Female sperm
Female sperm can be either:
A sperm that contains an X chromosome, produced in the usual way by a male, referring to the occurrence of such a sperm fertilizing an egg and giving birth to a female.
Sperm containing genetic material from a female.
This article focuses on the second definition.
Since the late 1980s, scientists have explored how to produce sperm where all of the chromosomes come from a female donor. In the late 1990s, this concept became a partial reality when scientists in Japan developed chicken female sperm by injecting bone marrow stem cells from a female chicken into a rooster's testicles. This technique proved to fall below expectations, however, and has not yet been successfully adapted for use on humans.
Female sperm production
Creating female sperm was first raised as a possibility in a patent filed in 1991 by injecting a woman's cells into a man's testicles, though the patent focused mostly on injecting altered male cells into a man's testes (to correct genetic diseases).
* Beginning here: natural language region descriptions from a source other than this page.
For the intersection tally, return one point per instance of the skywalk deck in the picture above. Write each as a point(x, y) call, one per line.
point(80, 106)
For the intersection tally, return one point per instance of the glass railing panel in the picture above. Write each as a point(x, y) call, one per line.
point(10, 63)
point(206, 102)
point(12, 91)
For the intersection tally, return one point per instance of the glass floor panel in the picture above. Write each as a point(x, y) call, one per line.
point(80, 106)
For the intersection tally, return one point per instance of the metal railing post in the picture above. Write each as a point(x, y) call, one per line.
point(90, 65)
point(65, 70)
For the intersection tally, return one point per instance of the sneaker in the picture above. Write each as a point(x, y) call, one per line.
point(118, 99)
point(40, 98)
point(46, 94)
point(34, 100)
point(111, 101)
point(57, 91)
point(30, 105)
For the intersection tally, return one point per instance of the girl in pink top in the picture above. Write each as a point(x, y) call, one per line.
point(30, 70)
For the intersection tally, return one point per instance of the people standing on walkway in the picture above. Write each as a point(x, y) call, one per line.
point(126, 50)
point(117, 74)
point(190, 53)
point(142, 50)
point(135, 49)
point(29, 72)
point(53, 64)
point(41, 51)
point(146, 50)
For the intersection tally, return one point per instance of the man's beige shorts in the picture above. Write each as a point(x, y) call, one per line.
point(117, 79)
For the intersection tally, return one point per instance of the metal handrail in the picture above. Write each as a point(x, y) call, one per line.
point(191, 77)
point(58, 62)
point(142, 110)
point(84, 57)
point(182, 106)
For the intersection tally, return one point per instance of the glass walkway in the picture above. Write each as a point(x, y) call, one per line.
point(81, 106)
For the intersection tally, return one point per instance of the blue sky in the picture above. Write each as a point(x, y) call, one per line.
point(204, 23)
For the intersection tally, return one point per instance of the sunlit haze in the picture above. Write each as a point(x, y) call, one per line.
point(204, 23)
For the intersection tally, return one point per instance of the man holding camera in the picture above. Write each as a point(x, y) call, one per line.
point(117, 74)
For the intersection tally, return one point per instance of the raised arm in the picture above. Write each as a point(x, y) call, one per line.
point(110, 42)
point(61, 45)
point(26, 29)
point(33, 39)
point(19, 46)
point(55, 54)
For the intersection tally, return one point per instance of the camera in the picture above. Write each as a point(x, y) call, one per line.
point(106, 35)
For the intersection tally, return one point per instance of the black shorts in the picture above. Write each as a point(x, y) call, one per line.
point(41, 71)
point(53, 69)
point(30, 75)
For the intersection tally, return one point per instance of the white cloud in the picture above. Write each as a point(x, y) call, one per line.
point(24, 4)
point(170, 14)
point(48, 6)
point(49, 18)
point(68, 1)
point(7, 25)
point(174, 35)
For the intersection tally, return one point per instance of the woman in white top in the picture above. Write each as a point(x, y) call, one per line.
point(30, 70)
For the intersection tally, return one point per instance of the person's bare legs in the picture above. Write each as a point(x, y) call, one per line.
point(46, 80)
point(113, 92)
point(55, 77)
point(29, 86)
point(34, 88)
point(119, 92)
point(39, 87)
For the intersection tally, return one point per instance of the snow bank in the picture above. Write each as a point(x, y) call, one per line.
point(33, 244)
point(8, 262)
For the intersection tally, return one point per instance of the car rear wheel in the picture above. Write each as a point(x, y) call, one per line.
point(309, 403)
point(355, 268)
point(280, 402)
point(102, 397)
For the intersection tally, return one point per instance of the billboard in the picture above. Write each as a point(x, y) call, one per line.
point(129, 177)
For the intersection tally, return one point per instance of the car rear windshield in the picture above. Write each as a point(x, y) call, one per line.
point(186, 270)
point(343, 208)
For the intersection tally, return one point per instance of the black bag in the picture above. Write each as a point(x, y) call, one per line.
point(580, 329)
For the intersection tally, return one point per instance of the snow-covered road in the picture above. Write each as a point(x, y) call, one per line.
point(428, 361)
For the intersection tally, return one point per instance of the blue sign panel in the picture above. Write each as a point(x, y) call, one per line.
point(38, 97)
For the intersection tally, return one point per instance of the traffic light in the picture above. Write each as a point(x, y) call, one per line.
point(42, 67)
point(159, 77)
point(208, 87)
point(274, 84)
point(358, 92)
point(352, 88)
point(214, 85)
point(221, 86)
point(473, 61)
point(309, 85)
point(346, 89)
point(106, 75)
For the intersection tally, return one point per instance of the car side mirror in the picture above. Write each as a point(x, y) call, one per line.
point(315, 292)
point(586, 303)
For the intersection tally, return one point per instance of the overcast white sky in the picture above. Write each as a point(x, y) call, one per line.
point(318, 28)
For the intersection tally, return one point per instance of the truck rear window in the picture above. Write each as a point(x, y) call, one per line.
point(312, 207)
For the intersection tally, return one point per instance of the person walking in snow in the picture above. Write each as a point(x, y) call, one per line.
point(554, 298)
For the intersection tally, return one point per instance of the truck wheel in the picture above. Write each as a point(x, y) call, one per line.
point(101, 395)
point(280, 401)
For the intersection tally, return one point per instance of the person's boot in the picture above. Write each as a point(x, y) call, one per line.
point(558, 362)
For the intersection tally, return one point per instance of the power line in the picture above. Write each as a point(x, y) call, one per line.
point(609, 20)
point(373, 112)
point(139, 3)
In 1997, Japanese scientists partially confirmed such techniques by creating chicken female sperm in a similar manner. "However, the ratio of produced W chromosome-bearing (W-bearing) spermatozoa fell substantially below expectations. It is therefore concluded that most of the W-bearing PGC could not differentiate into spermatozoa because of restricted spermatogenesis." These simple transplantation methods follow from earlier observations by developmental biologists that germ stem cells are autonomous in the sense that they can begin the processes to become both sperm and eggs.